The History Channel special on Amelia Earhart this week fell flat with respect to finding the fate of the famed aviatrix, but, in addition to discrediting The History Channel, the special may have also helped debunk a major concern of climate change alarmists. The evidence for the survival of Earhart and navigator Fred Noonan was largely based on photograph. Ironically, it is a History Channel photograph that, if accurate, causes problems for the climate change crowd.
The “lost evidence” for Earhart’s survival consisted of a photograph that showed people who resembled Earhart and Noonan on a dock on Jaluit Atoll in the Marshall Islands. The History Channel’s assumption, based on the resemblance of the people in the photo to Noonan and Earhart, was that the pair had survived their last flight and were taken prisoner by the Japanese and later executed.
In a post on July 9, Japanese military history blogger Kota Yamano challenged the History Channel claim. Yamano said that an internet search for the picture revealed that it was taken too early to be Earhart and Noonan. The picture was originally published in a travelogue, “The Ocean's ‘Lifeline’: The Condition of Our South Seas,” in 1935, two years before the disappearance of Earhart and Noonan.

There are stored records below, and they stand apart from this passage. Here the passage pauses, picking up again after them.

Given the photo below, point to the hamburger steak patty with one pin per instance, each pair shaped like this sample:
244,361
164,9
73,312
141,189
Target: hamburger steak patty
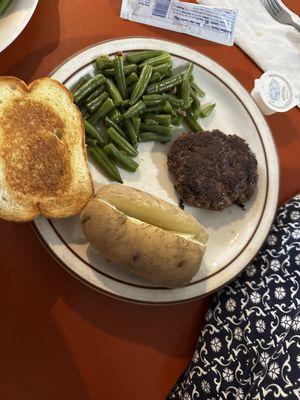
213,170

“The photo was the 10th item that came up,” Yamano said in an interview with The Guardian. “I was really happy when I saw it. I find it strange that the documentary makers didn’t confirm the date of the photograph or the publication in which it originally appeared. That’s the first thing they should have done.”
There were other problems with The History Channel theory as well. The Daily Beast points out that when Charles Lindbergh made an emergency landing in Japan in 1931, he was given a hero’s welcome. The Daily Beast also cites a Japanese book from 1982 that detailed the story of a crewman on the Japanese navy ship in the picture. According to the testimony of Japanese veterans, the Japanese navy was instructed to join the search and rescue effort for Earhart. The ship’s log contains no mention of Earhart or Noonan.
Earhart and Noonan disappeared on July 2, 1937. At that time, relations between the US and Japan were still good. The attack on Pearl Harbor was four years away. Even though fighting in the Pacific predated America’s entry into World War II, the region was still largely peaceful at the time. Japan’s war with China began five days after Earhart’s disappearance with a battle between Japanese and Chinese forces at Marco Polo bridge in Beijing. At the time, Earhart disappeared, the Japanese had not motive to keep her rescue a secret.
The theory that Earhart went off course on her way to Howland Island and wound up crash landing in the Marshall Islands also strained credulity. The Marshall Islands are 1,000 miles away from Earhart’s intended target. To end up there, Earhart and Noonan would have had to fly to the vicinity of Howland Island, realize that they were lost, and then, low on fuel and disoriented in bad weather, fly past numerous other islands for another thousand miles.
On the other hand, Steve Milloy of Junk Science claims that a graphic used in The History Channel’s documentary undermines the argument for rising sea levels due to climate change. The graphic shows Mili Atoll, an island in the Marshall Islands, with markings that say “area between blue lines was shore in 1937.” The blue lines on the photo show a forested area in 2017. If the History Channel photo is accurate, Mili Atoll has grown since 1937 instead of getting smaller due to rising seas.
The History Channel documentary does point out that coral islands can change shape over time. A 2015 report by New Scientist found that, even if sea levels rise, many islands are rising faster.
If the History Channel expose’ was truly a bust on the scale of Gerado’s unveiling of Al Capone’s vault, what really happened to Earhart and Noonan? Sometimes the simplest and most obvious explanation is also the correct one. The pair were using primitive navigation methods to Howland Island, a small, isolated speck of land. The Pacific is a very big ocean and Earhart and Noonan are most likely at the bottom of it.